Misc. Notes on Writing a TUN/TAP Device

Taking a course in networking(网络原理) prepares one for other difficulties in their lives. Here are some notes on writing a TUN/TAP device in Linux.

MTU

Since both Ethernet and IP are “datagram-y”, the outer connection will benefit from using a datagram protocol, since we won’t be dealing with retransmission and latency coming from sequential delivery. Wireguard and tinc both do this and use UDP.

But the Internet™ is a dangerous place. MTU across multiple hops might be hard to predict. While wireguard just sends the encapsulated packet and hopes for the best, tinc tries to do Path MTU discovery, so it knows the (approximate) MTU towards a certain destination.

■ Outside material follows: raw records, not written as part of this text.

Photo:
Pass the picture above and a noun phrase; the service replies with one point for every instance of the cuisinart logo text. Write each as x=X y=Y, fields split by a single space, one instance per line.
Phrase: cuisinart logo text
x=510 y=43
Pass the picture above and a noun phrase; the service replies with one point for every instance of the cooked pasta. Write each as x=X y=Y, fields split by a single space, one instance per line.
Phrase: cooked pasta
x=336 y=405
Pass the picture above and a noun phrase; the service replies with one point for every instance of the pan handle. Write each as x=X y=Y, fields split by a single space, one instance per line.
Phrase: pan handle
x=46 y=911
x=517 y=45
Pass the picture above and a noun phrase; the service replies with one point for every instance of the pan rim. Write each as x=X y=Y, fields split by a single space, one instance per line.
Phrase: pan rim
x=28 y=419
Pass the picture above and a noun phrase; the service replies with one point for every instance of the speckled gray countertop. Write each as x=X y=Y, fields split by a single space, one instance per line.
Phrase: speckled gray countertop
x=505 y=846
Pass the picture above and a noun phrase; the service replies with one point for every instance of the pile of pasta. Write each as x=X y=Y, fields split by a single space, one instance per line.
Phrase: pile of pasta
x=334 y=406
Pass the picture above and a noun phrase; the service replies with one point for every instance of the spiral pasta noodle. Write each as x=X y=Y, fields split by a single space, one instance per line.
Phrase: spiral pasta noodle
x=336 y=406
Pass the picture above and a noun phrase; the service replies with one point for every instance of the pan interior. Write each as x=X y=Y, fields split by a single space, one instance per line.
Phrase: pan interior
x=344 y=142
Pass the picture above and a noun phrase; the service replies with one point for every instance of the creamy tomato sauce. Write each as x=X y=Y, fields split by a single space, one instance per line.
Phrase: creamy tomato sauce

This MTU is not necessarily the same as the MTU set on the TUN/TAP device. The detected PMTU may lag behind the real network condition, and the device drivers are not expected to change their MTU on the fly. Therefore, tinc’s dataplane has to do a lot of MTU-related work that’s normally done by the Linux kernel according to the device MTU, with a lot of arithmetic with hardcoded constants. This includes:

Generation of ICMP “Fragmentation Needed” in order for PMTU discovery inside the tunnel to work. (v4 & v6)
IPv4 Fragmentation (This is NOT FUN to implement AT ALL. Luckily for us, IPv6 drops fragmentation. Unluckily for us, we haven’t dropped IPv4.)
TCP MSS Clamping

Double routing

For a TUN device with multiple peers, when it’s fed with a packet, there is no way for the driver to know where the packet is routed to by the kernel. Asking the kernel is time-consuming and may race. So the TUN driver has to do the routing again, and this routing procedure is also not necessarily identical to the kernel’s routing table. Sticking to their respective philosophies, Wireguard routes according to CIDR ranges from the configuration file, while tinc routes according to the advertised subnets from the peers.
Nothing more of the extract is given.